I took a survey of my various circles of friends: the bankers, the appraisers, the brokers, the assessors, the hockey players that didn’t know anything about commercial real estate and those that did. I thought it was important to make that distinction.
I asked the survey group what they thought 2012 was going to bring. I told them to be succinct. To those who did not understand that word, I told them in 10 words or less. A number were left speechless in light of that instruction and I won’t tell who those were. I do this every year, but not in any consistent way. That would be too easy. I try to find a new way to measure what the New Year will bring; I try to look for some things that we haven’t considered before.
What about 2011? My sources were pretty unanimous in saying that it did not live up to expectations. That is to say, it was not good. I asked, so, was it as bad as 2009? Everyone said, “No!” Was 2010 better? Nearly everyone said “Yes!” Except for the diehard Bruins fans: but they were not talking about real estate but about events that could be stretched to have an influence on real estate.
The year of 2011 started out with promise and hope to capitalize on 2010’s improvements in residential and commercial markets. The year of 2010 saw cap rate “compression” and market “bifurcation” occur and an upsurge in demand for various types of investment grade real estate take place. Economic signs pointed positive, at least mildly so.
As we got into the year of 2011, the economy sputtered around.

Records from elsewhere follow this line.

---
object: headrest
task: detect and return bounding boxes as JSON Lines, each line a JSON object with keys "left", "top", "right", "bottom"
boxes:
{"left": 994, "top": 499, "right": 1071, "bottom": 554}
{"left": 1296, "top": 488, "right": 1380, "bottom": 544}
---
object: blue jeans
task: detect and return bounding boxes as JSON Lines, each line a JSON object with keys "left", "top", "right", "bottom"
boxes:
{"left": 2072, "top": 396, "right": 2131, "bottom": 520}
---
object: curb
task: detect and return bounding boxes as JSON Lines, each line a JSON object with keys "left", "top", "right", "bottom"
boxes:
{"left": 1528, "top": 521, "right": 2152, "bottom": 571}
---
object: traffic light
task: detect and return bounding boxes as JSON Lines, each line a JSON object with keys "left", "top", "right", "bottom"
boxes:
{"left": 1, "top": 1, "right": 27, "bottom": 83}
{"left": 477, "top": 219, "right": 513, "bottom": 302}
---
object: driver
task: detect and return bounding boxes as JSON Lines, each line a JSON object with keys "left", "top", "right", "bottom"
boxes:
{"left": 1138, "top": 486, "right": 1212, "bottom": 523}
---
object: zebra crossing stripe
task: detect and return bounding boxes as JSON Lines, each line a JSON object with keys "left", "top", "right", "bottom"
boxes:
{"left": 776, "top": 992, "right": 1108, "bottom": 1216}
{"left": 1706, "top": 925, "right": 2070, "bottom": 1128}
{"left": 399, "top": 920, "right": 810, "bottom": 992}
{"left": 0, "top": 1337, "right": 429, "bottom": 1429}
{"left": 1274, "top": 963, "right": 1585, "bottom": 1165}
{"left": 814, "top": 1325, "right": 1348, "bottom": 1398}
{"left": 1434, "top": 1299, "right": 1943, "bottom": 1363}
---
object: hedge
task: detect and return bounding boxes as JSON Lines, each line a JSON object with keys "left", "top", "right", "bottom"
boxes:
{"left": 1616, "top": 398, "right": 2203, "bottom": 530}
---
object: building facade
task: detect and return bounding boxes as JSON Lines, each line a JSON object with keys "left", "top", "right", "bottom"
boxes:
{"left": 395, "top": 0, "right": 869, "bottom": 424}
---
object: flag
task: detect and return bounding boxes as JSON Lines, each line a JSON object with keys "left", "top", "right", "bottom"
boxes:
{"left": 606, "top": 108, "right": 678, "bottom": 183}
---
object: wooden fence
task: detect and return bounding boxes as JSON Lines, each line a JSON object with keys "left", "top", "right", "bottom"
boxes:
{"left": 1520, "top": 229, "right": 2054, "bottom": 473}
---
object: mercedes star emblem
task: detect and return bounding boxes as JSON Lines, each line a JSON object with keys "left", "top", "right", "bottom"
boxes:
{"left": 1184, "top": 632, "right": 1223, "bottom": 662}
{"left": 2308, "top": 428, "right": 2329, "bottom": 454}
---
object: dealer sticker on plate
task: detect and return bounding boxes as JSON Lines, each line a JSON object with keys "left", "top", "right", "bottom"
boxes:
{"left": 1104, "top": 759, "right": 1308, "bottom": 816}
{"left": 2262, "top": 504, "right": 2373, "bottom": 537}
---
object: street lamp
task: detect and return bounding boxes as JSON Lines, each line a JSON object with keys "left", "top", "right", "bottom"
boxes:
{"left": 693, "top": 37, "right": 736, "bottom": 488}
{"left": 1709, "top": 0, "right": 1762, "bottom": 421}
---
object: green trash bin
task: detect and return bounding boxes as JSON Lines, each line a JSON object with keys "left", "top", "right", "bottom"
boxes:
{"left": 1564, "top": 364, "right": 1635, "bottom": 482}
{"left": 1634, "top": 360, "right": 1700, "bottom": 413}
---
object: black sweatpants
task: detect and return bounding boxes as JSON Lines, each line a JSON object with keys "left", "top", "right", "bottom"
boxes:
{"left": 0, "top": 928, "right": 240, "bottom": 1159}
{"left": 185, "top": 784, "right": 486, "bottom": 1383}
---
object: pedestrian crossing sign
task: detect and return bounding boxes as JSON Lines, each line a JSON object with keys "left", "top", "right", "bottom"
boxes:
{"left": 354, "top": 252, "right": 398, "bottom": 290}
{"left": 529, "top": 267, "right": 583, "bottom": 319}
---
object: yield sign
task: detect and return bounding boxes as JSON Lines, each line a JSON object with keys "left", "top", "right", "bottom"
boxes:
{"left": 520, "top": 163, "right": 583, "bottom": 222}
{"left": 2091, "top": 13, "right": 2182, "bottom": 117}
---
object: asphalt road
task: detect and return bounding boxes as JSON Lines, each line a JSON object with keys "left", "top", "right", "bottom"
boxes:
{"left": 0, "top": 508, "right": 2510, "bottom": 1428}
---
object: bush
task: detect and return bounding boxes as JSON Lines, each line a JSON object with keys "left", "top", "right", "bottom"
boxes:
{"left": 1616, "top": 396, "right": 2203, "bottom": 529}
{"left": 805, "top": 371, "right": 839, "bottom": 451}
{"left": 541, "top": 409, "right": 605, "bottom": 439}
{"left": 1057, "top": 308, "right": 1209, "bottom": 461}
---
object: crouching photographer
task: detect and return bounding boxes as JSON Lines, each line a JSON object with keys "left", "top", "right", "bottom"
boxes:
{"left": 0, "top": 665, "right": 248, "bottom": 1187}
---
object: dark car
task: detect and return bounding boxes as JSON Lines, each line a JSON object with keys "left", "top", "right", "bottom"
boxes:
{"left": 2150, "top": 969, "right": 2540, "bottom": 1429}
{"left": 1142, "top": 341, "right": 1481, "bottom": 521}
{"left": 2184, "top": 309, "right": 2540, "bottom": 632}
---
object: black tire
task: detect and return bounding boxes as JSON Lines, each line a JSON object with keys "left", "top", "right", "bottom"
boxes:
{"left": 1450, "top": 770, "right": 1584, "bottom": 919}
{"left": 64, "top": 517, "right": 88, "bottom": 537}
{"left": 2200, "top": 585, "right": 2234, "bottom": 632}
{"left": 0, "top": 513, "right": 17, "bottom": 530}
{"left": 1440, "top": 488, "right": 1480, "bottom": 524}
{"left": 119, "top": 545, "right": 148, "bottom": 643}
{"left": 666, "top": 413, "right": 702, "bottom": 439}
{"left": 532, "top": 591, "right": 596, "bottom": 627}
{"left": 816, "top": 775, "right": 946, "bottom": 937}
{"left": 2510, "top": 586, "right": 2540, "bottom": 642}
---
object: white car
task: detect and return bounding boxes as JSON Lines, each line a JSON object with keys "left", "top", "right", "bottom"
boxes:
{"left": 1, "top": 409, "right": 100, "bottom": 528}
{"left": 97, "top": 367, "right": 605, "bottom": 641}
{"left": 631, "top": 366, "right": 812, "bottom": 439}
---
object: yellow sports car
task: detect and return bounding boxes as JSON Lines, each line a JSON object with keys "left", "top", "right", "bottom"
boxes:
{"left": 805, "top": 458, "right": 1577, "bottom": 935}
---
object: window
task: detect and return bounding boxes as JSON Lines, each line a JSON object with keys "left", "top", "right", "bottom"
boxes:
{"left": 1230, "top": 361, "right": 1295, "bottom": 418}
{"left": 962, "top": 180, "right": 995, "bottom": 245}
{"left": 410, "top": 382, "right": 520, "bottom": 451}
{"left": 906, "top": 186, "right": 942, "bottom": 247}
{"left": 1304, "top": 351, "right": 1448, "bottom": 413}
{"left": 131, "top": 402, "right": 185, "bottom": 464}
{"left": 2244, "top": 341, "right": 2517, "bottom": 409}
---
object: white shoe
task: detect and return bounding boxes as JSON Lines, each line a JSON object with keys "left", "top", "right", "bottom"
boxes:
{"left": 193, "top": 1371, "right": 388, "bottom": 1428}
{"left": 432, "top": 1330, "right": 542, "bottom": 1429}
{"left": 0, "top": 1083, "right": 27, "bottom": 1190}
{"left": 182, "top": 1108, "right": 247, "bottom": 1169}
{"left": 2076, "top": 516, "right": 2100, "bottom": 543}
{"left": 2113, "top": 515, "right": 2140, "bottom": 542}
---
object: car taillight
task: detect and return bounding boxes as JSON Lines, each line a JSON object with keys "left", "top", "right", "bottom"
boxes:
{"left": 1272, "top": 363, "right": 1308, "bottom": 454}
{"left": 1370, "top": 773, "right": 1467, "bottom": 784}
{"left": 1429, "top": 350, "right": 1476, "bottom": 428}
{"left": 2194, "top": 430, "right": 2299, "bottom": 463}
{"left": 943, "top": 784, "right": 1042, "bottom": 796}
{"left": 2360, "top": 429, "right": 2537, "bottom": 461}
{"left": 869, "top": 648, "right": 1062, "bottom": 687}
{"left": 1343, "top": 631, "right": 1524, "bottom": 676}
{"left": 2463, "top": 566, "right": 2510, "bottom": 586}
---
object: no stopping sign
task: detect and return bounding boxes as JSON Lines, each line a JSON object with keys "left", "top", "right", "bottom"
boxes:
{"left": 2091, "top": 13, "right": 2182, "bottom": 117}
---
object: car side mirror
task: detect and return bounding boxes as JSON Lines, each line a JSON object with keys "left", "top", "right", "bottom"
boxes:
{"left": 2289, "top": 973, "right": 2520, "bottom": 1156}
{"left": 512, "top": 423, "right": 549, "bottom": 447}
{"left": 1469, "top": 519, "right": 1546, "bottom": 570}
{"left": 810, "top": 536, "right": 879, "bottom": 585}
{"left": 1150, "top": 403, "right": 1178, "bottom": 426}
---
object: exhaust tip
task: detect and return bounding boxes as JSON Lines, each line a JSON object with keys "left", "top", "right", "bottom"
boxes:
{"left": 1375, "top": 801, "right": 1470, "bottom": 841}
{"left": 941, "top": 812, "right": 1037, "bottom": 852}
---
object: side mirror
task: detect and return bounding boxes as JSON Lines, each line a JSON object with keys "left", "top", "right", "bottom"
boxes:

The Tea Party, Republicans, Democrats, and other factions real or imagined simply couldn’t figure out ways to play nicely together. The ratings agencies got their revenge for having their hands slapped by the Feds. Europe became highly problematic: nobody over there could figure how to play nicely together either.
The most exciting thing about 2011 in commercial real estate was the resurgence of rental housing. With a housing market in continued shambles and with potential buyers scared away from putting equity into a losing proposition, others not affording to buy, and others in distressed /foreclosure/bankruptcy situations, apartment rentals and thus, apartment buildings, became the darling of investors with consequent increases in rents, declining vacancies, bid up prices, and pushed down cap rates. Not real sexy stuff but it helps make payroll until more juicy stuff turns up. More on that later.
For the Year 2012, my sources fell into the following categories. A/ Same as last year (safe, but boring); B/ Worse than last (small minority); C/ Better than last year, marginally (that was the “safe bet” group; and D/ It will be an “interesting” year (what does that mean exactly?).
These are not useful responses! Where is the creativity, where is the excitement? If there is any to be had, people are keeping it close to their chests. So, either a bunch of these folks have got perfectly exciting (and potentially profitable) things going on and are not saying or it’s going to be a boring year. Or, it may be a worst case year.
I hope the former is the case and all sorts of exciting, new, and groundbreaking deals are going to be all over town. Probably, though, it’s just going to be a somewhat boring year but everybody will be taking care of business and that there will be business to be had.
That’s the way I’m going to look at next year. It won’t be a lot of fun, but it won’t be awful, and I wish everybody to do some business, get some deals done, and enjoy what is real, reachable, and not to lust after the unattainable.